One of the big changes with the new GED test come January will be that the exam is going online. Students will no longer have a pencil and paper option and will have to take the exam on a computer.
GED Testing Services vice president Nicole Chestang said online exams offer a lot of benefits to test-takers.
They’ll get their results the same day they take the exam. They’ll also be able to get copies of their transcript or take a practice GED exam to find out if they are ready.
GED data from Florida and other states shows students taking computer-based tests are finishing their studies quicker, more likely to pass the test and more likely to take the test again if they fail a section, Chestang said.
There’s a secondary reason the tests are going online: It’s tough to find a job that doesn’t require computer skills.

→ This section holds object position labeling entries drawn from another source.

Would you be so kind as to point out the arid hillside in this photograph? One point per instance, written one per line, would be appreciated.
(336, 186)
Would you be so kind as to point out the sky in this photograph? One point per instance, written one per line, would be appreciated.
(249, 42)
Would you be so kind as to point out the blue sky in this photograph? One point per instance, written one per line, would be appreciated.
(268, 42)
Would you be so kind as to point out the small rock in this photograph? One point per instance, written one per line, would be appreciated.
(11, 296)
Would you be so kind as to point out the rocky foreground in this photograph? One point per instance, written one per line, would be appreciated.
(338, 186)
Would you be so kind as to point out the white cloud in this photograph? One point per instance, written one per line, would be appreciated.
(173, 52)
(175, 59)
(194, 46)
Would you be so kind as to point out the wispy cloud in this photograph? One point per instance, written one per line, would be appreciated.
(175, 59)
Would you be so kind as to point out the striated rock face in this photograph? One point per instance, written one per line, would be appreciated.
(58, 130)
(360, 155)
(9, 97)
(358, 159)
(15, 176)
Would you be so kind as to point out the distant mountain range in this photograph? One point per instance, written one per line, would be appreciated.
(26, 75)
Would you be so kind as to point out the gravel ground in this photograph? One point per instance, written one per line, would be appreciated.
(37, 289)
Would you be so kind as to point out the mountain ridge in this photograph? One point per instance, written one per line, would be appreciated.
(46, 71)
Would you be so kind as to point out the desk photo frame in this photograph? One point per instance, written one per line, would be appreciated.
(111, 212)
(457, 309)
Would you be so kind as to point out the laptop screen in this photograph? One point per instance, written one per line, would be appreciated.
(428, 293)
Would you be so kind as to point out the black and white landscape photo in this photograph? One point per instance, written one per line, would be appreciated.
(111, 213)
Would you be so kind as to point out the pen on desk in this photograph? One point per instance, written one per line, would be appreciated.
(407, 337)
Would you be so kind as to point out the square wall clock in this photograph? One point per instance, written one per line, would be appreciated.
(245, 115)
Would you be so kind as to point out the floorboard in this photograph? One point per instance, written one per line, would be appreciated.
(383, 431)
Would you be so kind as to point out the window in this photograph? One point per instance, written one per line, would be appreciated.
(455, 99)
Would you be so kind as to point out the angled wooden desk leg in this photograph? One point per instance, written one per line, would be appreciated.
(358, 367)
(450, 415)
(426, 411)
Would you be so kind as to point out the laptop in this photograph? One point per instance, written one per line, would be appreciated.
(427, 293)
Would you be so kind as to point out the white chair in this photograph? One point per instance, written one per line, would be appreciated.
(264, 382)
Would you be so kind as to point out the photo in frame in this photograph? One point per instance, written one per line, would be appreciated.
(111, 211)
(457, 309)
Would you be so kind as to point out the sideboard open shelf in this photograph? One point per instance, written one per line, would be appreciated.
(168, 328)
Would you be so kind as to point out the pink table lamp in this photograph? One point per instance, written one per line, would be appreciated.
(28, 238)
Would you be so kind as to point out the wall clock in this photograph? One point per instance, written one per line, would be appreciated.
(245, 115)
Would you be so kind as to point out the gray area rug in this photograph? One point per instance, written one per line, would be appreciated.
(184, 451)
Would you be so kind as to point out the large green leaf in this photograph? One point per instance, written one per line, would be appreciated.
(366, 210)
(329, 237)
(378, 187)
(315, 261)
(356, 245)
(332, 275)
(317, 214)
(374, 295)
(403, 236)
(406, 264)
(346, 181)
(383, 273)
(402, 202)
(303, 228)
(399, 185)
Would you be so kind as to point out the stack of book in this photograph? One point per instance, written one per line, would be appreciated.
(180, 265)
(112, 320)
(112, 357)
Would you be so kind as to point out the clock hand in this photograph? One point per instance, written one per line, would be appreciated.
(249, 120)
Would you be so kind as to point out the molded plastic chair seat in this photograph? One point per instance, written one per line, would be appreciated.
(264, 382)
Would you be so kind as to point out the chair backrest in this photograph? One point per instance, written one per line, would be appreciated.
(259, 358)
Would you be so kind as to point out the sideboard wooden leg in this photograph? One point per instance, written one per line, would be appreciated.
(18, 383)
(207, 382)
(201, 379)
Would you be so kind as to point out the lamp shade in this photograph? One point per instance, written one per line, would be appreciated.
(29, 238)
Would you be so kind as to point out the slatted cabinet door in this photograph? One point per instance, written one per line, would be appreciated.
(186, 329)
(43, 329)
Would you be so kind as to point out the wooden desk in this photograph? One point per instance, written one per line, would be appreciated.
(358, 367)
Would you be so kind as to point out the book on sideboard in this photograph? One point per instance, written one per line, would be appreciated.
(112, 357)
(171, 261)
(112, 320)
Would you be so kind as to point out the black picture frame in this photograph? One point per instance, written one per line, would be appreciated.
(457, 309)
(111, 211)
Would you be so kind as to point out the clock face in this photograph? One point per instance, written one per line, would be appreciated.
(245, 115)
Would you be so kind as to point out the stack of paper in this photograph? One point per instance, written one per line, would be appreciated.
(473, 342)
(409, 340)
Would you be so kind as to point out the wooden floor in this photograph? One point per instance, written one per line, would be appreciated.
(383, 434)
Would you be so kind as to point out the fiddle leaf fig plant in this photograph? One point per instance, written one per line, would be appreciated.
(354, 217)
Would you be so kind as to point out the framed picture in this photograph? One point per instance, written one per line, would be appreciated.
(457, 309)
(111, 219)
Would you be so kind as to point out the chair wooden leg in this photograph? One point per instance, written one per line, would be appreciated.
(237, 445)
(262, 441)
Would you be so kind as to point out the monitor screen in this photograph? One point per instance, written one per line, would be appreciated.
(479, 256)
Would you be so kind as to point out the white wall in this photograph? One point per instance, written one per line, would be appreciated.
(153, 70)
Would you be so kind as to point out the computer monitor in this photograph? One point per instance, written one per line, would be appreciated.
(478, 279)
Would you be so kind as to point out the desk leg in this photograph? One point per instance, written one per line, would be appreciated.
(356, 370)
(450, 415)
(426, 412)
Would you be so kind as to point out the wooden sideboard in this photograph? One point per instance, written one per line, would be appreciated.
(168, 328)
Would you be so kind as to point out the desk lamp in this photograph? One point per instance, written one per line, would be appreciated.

“Adults need basic computer skills to kind of be prepared for the most basic things in life today,” Chestang said, “such as searching for or applying for a job and in some states it’s the only way to access social services. So we want to make sure adults who are entering today’s workforce have those basic skills.”
Still, for adults taking the GED the computer is intimidating.
Hillsborough County teacher Travis McGinnis said he’s had to teach his students at Metropolitan Ministries how to use computers.
“Very nervous about it, because I’m not that used to a computer,” said Cynthia Williams, who is studying for the GED. “I’ve been practicing with my teenage children at home. They have been helping me. They know it all.”